However, following a series of “hits” (negative articles placed by opponents) published in the New York Post, Sanders abruptly quit his Congressional bid, and vowed to run for re-election to the State Senate. Nonetheless, “County” did not withdraw their previously pledged support to Adrienne Adams, and, in fact, sensed a golden opportunity to permanently rid themselves of Sanders, who twice bucked the bosses on Presidential endorsements (Obama ‘08, Sanders ‘16) and had no qualms with challenging the local political patron.
Now the underdog, Adams swiftly went negative, citing her opponent’s “ethical lapses”, poor relationships with colleagues, and how the district’s “quality of life [had] deteriorated.” Letitia “Tish” James, whom Adrienne described as both a mentor and source of inspiration, endorsed her — along with the full-complement of county-aligned elected officials (including Crowley, Meeks, and Flake). Nevertheless, the machine’s dominance was rooted in controlling ballot access, not winning closely-contested elections against well-liked incumbents. Adams was rushing to introduce herself to voters far outside her neighborhood, or the domain of Community Board Twelve. The political institutions in her corner, even if their surname was “Crowley,” could not instantaneously make Adrienne Adams known in Far Rockaway or Richmond Hill. Sanders may have been perceived as a wild-card in the eyes of the local political class, but the State Senator’s constituents vouched for him.

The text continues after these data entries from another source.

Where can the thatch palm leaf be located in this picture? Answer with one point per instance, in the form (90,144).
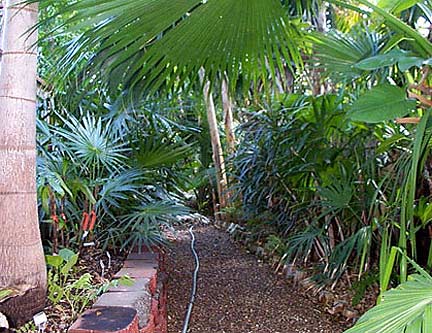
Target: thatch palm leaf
(149,43)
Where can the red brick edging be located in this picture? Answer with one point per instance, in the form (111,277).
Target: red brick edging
(141,308)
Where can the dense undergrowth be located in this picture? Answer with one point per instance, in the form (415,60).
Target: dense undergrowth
(331,165)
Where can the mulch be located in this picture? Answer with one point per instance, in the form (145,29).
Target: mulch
(237,293)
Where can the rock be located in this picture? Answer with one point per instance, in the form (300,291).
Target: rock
(338,307)
(350,313)
(3,321)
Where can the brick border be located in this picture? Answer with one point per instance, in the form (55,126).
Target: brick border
(141,308)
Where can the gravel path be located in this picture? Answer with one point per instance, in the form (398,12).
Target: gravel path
(236,292)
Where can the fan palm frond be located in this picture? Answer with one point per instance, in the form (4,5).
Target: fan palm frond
(92,143)
(148,43)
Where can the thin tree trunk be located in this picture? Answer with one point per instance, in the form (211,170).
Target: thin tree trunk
(22,264)
(228,117)
(318,86)
(218,158)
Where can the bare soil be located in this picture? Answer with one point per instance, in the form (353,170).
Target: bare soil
(237,293)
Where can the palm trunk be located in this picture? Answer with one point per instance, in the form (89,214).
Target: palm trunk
(22,265)
(218,158)
(228,117)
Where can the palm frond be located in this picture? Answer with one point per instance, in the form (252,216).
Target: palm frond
(147,44)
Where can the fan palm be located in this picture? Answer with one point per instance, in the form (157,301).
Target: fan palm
(148,43)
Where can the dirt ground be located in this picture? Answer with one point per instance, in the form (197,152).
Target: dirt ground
(236,292)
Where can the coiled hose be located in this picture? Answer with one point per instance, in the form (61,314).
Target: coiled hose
(194,282)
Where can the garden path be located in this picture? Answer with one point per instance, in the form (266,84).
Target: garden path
(236,292)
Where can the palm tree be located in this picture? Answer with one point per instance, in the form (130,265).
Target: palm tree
(22,264)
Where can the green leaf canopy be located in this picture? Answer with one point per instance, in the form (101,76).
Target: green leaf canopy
(381,103)
(147,44)
(406,309)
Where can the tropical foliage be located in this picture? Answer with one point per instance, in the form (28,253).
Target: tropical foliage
(332,103)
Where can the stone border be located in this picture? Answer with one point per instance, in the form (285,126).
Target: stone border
(140,308)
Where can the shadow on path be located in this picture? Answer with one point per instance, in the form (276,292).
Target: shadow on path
(236,293)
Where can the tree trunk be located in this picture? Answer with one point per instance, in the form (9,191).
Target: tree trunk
(22,264)
(218,158)
(228,117)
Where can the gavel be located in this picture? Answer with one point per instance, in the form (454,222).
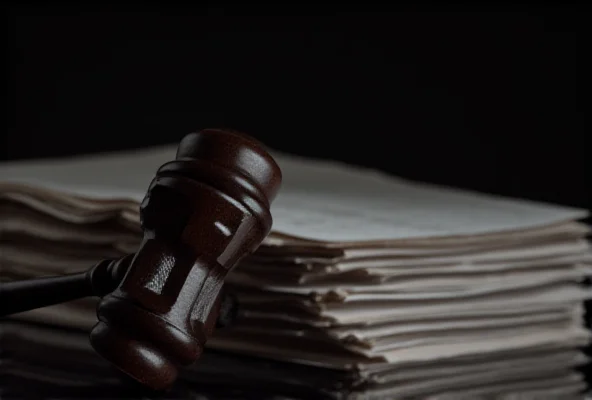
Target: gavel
(203,212)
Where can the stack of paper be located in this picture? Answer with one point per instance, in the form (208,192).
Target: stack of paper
(369,286)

Adrienne Adams may have been in the good graces of the Queens Machine, but James Sanders Jr. had the goodwill of Democratic voters, who saw no need to cast him out of office.
Institutions, alone, could not singlehandedly crown her.
Nonetheless, Adrienne Adams would not have to wait long for another opportunity.
Less than one year later, City Council Member Ruben Wills was convicted on corruption charges, triggering an immediate expulsion. “County” would need to find a replacement, and quickly. Without hesitation, the Queens Machine coalesced around Adrienne Adams, once again. Tapped as the frontrunner, Adams was by no means a shoe-in.
Two candidates — Hettie Powell and Richard David — had already entered the race, smelling blood in the water after Wills was indicted years earlier. Both had raised six-figures, and boasted their own ties to the 28th Council District, a stretch of middle-class Black and Asian residential neighborhoods bisected by the Van Wyck Expressway; the progressive Powell was supported by the Working Families Party and 1199 SEIU, while the moderate David was favored to sweep the South Asian and Indo-Caribbean half of the district.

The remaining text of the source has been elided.